INTRODUÇÃO: No estudo desta semana atentaremos para a atuação divina na unificação do reino de Israel. Inicialmente, refletiremos a respeito da trágica morte de Saul e suas conseqüência para o reino. Em seguida, destacaremos o papel de Davi na concretização dos planos de Deus. Ao final, veremos que os planos de Deus se cumprem de acordo com os propósitos que Ele mesmo estabeleceu, apesar das falhas e limitações humanas.

1. A TRÁGICA MORTE DE SAUL: O capítulo 31 do I livro de Samuel registra a trágica morte de Saul. Os filhos do rei são os primeiros a morrerem na batalha. Ao perceber a morte iminente, Saul deseja que seu escudeiro ponha fim à sua vida. Como esse se nega a fazê-lo, Saul, num ato de total desespero e para não ser humilhado pelos filisteus, lança-se sobre sua espada. Para o rei, seria preferível morrer a ser capturado pelos inimigos. Em decorrência da morte de Saul, houve uma dispersão do povo israelita, tornado mais fácil a ocupação das terras pelo exército filisteu. Esses festejaram a vitória sobre o rei de Israel adorando seus deuses e dedicando as armas de Saul no templo de Astarote. Esse deus, na concepção daquele povo, havia triunfado sobre o Deus de Israel. Na celebração, o corpo decapitado de Saul fora dependurado e exposto no muro da cidade de Bete-Seã. Em lealdade a Saul, e mesmo correndo riscos, os habitantes de Jabes-Gileade retiraram o corpo de Saul e de seus filhos da condição na qual se encontravam e levaram para Jabes-Gileade e os queimaram naquele local. Posteriormente os restos mortais de Saul e seus filhos foram levados para o túmulo da família (II Sm. 21.12-14). A vida de Saul, conforme lemos nessa passagem da Bíblia, tem um final trágico. Na verdade, esse rei tornou-se um exemplo de fracasso, um modelo a ser evitado. Saul contribuiu muito para sua ruína, pois se negou peremptoriamente a reconhecer que não mais era o escolhido de Deus. A obstinação o conduziu a todas as manobras possíveis a fim de permanecer no comando, ainda que essa não fosse à vontade do Senhor.
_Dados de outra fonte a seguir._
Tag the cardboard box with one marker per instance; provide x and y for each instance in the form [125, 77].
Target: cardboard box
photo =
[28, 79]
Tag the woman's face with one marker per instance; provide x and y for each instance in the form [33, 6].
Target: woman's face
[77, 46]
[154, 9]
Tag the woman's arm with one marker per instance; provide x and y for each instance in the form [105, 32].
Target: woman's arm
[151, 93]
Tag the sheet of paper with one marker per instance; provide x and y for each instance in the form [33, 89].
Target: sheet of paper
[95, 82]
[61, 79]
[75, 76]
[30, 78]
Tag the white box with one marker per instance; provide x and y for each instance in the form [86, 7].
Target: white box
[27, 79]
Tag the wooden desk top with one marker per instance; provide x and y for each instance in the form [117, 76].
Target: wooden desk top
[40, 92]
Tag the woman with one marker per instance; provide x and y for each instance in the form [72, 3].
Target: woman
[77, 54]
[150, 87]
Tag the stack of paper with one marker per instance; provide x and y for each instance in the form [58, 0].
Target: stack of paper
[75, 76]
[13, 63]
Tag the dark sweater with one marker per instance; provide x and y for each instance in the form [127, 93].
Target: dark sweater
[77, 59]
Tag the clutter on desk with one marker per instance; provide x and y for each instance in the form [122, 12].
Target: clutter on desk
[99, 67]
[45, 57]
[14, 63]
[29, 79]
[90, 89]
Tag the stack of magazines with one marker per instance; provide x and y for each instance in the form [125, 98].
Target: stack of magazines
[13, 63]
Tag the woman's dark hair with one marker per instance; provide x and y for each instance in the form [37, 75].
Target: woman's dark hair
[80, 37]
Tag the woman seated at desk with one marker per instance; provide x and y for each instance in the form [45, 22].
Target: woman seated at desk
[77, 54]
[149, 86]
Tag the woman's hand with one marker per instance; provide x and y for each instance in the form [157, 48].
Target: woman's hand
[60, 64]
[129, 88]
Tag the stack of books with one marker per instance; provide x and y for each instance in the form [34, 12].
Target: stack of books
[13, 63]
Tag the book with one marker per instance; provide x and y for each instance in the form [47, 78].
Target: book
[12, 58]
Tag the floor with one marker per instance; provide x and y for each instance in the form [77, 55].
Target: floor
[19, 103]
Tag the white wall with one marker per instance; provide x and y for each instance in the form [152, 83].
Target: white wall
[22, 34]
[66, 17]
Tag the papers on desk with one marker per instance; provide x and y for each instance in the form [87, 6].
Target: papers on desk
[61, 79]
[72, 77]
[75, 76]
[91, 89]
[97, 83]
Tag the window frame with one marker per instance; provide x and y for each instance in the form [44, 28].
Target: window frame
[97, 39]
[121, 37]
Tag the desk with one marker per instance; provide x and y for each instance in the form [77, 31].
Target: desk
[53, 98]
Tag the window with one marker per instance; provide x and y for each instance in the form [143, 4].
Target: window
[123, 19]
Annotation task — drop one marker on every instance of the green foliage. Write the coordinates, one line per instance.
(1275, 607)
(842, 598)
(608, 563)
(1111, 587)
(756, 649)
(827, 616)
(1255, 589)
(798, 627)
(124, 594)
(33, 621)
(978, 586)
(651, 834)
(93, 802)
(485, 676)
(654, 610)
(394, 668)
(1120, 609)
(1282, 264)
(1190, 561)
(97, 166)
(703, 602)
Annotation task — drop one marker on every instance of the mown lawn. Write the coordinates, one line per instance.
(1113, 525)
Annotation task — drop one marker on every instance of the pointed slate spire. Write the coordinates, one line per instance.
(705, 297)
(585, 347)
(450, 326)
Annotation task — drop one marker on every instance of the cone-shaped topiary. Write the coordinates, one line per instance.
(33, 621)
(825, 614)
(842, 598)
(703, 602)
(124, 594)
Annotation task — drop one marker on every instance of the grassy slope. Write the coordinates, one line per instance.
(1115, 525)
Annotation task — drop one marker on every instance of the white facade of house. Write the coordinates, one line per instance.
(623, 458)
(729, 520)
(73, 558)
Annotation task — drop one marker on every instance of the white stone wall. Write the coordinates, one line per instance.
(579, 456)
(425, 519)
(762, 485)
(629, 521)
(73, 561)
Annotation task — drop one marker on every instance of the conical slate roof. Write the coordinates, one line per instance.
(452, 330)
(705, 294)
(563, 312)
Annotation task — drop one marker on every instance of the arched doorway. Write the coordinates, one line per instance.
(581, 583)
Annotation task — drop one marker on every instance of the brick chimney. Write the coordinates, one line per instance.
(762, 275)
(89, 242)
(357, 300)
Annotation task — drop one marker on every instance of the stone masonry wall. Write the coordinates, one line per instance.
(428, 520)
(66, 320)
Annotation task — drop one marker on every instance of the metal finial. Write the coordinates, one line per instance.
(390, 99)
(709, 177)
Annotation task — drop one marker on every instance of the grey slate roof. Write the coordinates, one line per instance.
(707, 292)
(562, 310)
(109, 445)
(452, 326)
2. DAVI ASSUME O TRONO DE ISRAEL:
Em II Samuel 2, lemos a respeito da ascensão de Davi ao trono. A situação geral de Israel era de fragmentação, pois faltava ao povo uma liderança que fosse capaz de unir o país. Então Davi consultou ao Senhor, demonstrando, assim, que, diferentemente de Saul, não confiava em seus próprios pensamentos. O Senhor orientou Davi para que seguisse rumo a Judá. No capítulo 5, Davi faz uma aliança com Israel e unifica o reino. Esse acordo fora feito no modelo de pastorado, considerando que a função primordial do rei deveria ser apascentar o povo de Deus. Tal atitude evitaria que o reinado fosse conduzido por meio da opressão, comum na monarquia (I Sm. 8.10-18). Por essa época Davi tinha 30 anos de idade, momento ideal para assumir essa responsabilidade (Nm. 4.3; Lc. 3.23). Antes disso, Davi precisou passar por algumas situações sombrias, dentre elas destacamos:

1) Desenvolveu uma falsa segurança, já que Saul havia desistido de persegui-lo (I Sm. 27.4), e, justamente em conseqüência disso;
2) Passou a viver entre os adversários de Israel, justamente em Gate, terra de Golias, submetendo-se a Aquis, sendo chamado de seu servo (I Sm. 27.6-7); e para conviver bem entre eles;
3) Adotou uma atitude de tolerância, assumindo todas as práticas com naturalidade (I Sm. 29.1).

Para tanto, vivia em duplicidade, isto é, de forma ambígua, e, se fosse o caso, mentia a fim de proteger preservar sua vida (I Sm. 27.11,12), perdeu sua identidade, não mais tinha relação com seu povo e sua pátria, não mais sabia a quem deveria satisfazer (I Sm. 29.8), por esse motivo, perdeu também a satisfação própria e caiu em angústia e depressão (I Sm. 30.1-4).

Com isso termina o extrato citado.